[influxdb] Re: [Kapacitor] Questions about my tick script (joins and other things)

Glenn Davy Fri, 10 Feb 2017 17:11:17 -0800

On Saturday, 11 February 2017 07:05:14 UTC+13, nath...@influxdb.com wrote:

> Thanks for a detailed question! 
>


Welcome! Thanks for a detailed answer :)


> Not quite, the join node has two parent nodes log4 and groupBy8. Neither 
> parent has sent any points on to the join node, so the join node has not 
> had an opportunity to do anything yet. If you follow the trail back up, the 
> window6 node has not emitted any values either. Meaning that not enough 
> data has arrived for it to trigger emitting a window. The other window node 
> did get enough data to trigger one emit but that was it. 
>
>
I don't really understand this, in as much as, whats enough data to trigger 
an emit?
 

> Looks like you are windowing the data so that you can have the grace 
> period you were talking about for new hosts. In that case you will want to 
> configure the alert node with `.all()` so that all points in the window 
> have to meat the conditions in order to trigger an alert.
> If you are not using the window for that purpose then just remove it as 
> its not doing anything otherwise.
>
> Nope that wasn't the purpose, it was really just to give me the illusion 
of understanding what was happening :D

So, then what is the purpose of the window? Is it jus a way of saying 
confine your processing to whats in this group? So that for example, if I'd 
have done a first()/last()/sum()/count()/max()/min()/other() it would have 
only applied to what was in the window? or does it have some other use?

 

>
> 2) What have I done wrong for this join to be failing?

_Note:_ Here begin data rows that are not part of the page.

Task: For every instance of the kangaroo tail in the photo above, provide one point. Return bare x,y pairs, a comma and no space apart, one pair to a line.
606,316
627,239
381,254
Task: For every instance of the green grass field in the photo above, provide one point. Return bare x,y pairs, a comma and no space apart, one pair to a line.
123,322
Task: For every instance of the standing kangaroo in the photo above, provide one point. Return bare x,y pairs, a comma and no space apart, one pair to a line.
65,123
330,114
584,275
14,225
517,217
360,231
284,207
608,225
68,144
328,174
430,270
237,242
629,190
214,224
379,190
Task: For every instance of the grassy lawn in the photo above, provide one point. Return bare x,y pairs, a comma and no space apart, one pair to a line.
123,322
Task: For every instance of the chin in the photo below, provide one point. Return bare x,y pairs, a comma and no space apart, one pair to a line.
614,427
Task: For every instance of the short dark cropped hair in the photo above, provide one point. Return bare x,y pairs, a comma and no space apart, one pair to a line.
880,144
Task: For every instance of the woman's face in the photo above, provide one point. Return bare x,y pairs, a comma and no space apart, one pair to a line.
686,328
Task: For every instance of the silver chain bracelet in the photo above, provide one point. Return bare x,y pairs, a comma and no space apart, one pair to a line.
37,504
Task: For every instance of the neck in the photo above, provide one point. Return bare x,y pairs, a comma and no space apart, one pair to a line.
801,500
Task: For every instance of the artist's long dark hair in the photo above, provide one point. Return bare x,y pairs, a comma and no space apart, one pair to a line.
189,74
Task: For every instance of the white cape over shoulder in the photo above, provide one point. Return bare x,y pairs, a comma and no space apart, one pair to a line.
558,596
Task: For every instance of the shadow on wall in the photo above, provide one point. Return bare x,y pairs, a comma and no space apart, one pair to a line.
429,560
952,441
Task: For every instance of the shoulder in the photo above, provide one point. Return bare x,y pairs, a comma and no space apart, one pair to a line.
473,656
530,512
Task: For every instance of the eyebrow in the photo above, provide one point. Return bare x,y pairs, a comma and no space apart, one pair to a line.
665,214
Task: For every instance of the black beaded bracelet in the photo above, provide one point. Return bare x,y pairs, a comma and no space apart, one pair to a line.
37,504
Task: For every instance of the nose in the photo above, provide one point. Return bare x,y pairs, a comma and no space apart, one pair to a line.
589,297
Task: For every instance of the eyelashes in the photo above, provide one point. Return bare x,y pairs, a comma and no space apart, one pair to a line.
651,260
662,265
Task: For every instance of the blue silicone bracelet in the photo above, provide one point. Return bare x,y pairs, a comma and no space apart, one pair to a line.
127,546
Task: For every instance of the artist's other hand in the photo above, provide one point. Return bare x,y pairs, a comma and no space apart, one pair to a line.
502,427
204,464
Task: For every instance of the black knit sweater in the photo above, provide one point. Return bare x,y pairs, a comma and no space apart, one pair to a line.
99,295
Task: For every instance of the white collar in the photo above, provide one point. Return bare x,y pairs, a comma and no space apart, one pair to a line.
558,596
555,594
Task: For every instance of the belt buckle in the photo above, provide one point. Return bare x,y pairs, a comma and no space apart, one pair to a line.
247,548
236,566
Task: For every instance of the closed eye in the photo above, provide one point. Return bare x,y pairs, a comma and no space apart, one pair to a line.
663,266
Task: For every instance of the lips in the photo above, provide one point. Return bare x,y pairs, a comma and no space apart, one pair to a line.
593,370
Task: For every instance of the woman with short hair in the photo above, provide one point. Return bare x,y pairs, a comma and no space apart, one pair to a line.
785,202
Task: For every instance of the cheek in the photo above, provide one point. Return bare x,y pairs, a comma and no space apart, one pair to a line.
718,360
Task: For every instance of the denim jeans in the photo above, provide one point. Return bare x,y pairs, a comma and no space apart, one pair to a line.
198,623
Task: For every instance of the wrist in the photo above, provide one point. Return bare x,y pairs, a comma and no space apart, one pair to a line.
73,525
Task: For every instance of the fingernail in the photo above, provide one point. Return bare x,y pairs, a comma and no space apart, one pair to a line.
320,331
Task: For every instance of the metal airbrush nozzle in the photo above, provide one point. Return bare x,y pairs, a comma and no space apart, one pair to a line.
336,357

Am I completely 
> misunderstanding the join (or even more general), or is there just a small 
> implementation issue?
>
> Understanding the join .`on` property here is the key. The way the `.on` 
> property work is it expects one of the parents to be grouped by a set of 
> specific tags and one of the other parents to be grouped by less specific 
> tags.
> For example in your case the process data should be grouped by name and 
> host while the uptime data is only grouped by host. The resulting data is 
> grouped by the more specific set of tags (i..e name and host).  I'll show 
> an example below.
>
> OK, great thanks!  that makes sense, and seems to work now!

Other than that your eval looks correct.
>
>  The eval gives me this error in the logs:

eval9] 2017/02/11 00:23:45 E! no field or tag exists for process.time

When I look at the data sent to victor I see this snippet listing the 
columns

["time","process.count","sys.load1","sys.load15","sys.load5","sys.n_cpus","sys.n_users","sys.uptime","sys.uptime_format"]

If I change from "process.time" to "time" (which seems to be the correct 
thing to do) I get:

 E! invalid math operator - for type time

I'm guess this is because I see these values associated with the above 
columns when i peek into the victor message:

[["2017-02-11T00:51:00Z",0,0.05,0.05,0.09,2,1,201," 0:03"]]}]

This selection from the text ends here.